Übersicht
Am 15. Februar wird die Altstadt von Imola mit dem Carnevale dei Fantaveicoli (Karneval der Fantasiefahrzeuge), Spielen, Gelächter und Farben belebt.
Imola wurde im 20. Jahrhundert als „Stadt der Verrückten“ bezeichnet, was auf die dort ansässigen zwei psychiatrischen Kliniken zurückzuführen ist. Wurde durch sie ein gewisses Maß an „Verrücktheit“ und Extravaganz auf die Einwohner von Imola übertragen? Auf jeden Fall teilt die zur Romagna gehörende Stadt die Leidenschaft der Romagnolen für technischen Einfallsreichtum und Erfindungsgabe – sie ist weltweit für ihre Rennstrecke bekannt, aber auch die Liebe zum Fahrrad als treuer Begleiter im Alltag ist stark ausgeprägt.
Ausgehend von diesen Elementen und mit Blick auf den Umweltschutz hat der Karneval seit 1998 seine heutige Form als Karneval der Fantasiefahrzeuge angenommen.
Doch was genau ist ein „Fantasiefahrzeug“? Wenn Fantasie, Kreativität, Einfallsreichtum und Ironie aufeinandertreffen, entsteht ein Fantasiefahrzeug.
Fahrräder, Schubkarren und andere Alltagsfahrzeuge werden umgebaut und jedes Fantasiefahrzeug hat ein charakteristisches Thema.

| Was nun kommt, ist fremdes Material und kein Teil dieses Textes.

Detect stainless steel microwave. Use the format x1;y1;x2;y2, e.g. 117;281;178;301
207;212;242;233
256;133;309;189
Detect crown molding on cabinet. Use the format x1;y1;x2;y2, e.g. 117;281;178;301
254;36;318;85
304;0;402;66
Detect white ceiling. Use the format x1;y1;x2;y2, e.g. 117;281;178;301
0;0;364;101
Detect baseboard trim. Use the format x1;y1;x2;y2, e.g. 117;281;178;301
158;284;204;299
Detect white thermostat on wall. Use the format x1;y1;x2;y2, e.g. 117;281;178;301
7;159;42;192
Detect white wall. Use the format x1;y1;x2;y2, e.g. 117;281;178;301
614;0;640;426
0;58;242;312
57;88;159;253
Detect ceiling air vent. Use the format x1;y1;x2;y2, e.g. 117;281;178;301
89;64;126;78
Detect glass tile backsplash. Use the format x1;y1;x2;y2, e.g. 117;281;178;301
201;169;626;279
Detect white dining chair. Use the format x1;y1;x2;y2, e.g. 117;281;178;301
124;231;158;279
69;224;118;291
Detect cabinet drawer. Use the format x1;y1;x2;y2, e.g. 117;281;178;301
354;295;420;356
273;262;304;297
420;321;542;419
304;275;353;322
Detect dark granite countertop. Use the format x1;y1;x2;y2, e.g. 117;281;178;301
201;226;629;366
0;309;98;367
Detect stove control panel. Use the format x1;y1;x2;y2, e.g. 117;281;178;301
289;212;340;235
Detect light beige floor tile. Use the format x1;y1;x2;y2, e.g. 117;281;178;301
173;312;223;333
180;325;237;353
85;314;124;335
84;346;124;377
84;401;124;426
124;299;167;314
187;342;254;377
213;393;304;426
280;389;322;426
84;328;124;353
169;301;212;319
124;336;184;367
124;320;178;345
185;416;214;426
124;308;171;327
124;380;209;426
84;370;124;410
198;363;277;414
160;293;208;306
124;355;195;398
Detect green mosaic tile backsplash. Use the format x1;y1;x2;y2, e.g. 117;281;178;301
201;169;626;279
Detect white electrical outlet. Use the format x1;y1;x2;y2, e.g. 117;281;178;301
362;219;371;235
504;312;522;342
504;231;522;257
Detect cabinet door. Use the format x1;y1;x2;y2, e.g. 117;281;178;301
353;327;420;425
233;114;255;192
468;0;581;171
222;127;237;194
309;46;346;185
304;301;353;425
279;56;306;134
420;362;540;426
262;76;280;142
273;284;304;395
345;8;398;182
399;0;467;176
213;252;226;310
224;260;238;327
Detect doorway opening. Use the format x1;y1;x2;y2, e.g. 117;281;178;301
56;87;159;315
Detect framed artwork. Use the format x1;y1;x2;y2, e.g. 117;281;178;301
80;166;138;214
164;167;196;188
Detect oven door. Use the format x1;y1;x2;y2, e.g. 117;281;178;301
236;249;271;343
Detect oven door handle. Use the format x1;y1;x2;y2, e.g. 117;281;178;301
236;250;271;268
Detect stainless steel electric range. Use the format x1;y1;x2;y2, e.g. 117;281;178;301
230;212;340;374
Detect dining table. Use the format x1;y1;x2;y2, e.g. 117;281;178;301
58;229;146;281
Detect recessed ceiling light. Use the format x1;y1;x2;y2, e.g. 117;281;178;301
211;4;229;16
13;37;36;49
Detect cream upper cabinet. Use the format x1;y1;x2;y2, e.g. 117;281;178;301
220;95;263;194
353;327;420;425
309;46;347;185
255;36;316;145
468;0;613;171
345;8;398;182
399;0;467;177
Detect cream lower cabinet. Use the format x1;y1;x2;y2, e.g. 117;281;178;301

Eine weitere Besonderheit dieses Karnevals ist, dass alle die Möglichkeit haben, mit einem Fantasiefahrzeug oder in einer maskierten Gruppe an der Parade teilzunehmen.
Die Parade startet am Autodromo Enzo e Dino Ferrari und endet auf der Piazza Matteotti, wo eine große Feier stattfindet.
Doch damit nicht genug: Neben dem Wettbewerb und der Parade der maskierten Gruppen tragen der Karneval für Kinder und Jugendliche, Workshops für die Kleinsten und Fotoausstellungen zur festlichen und unterhaltsamen Atmosphäre in der ganzen Stadt bei.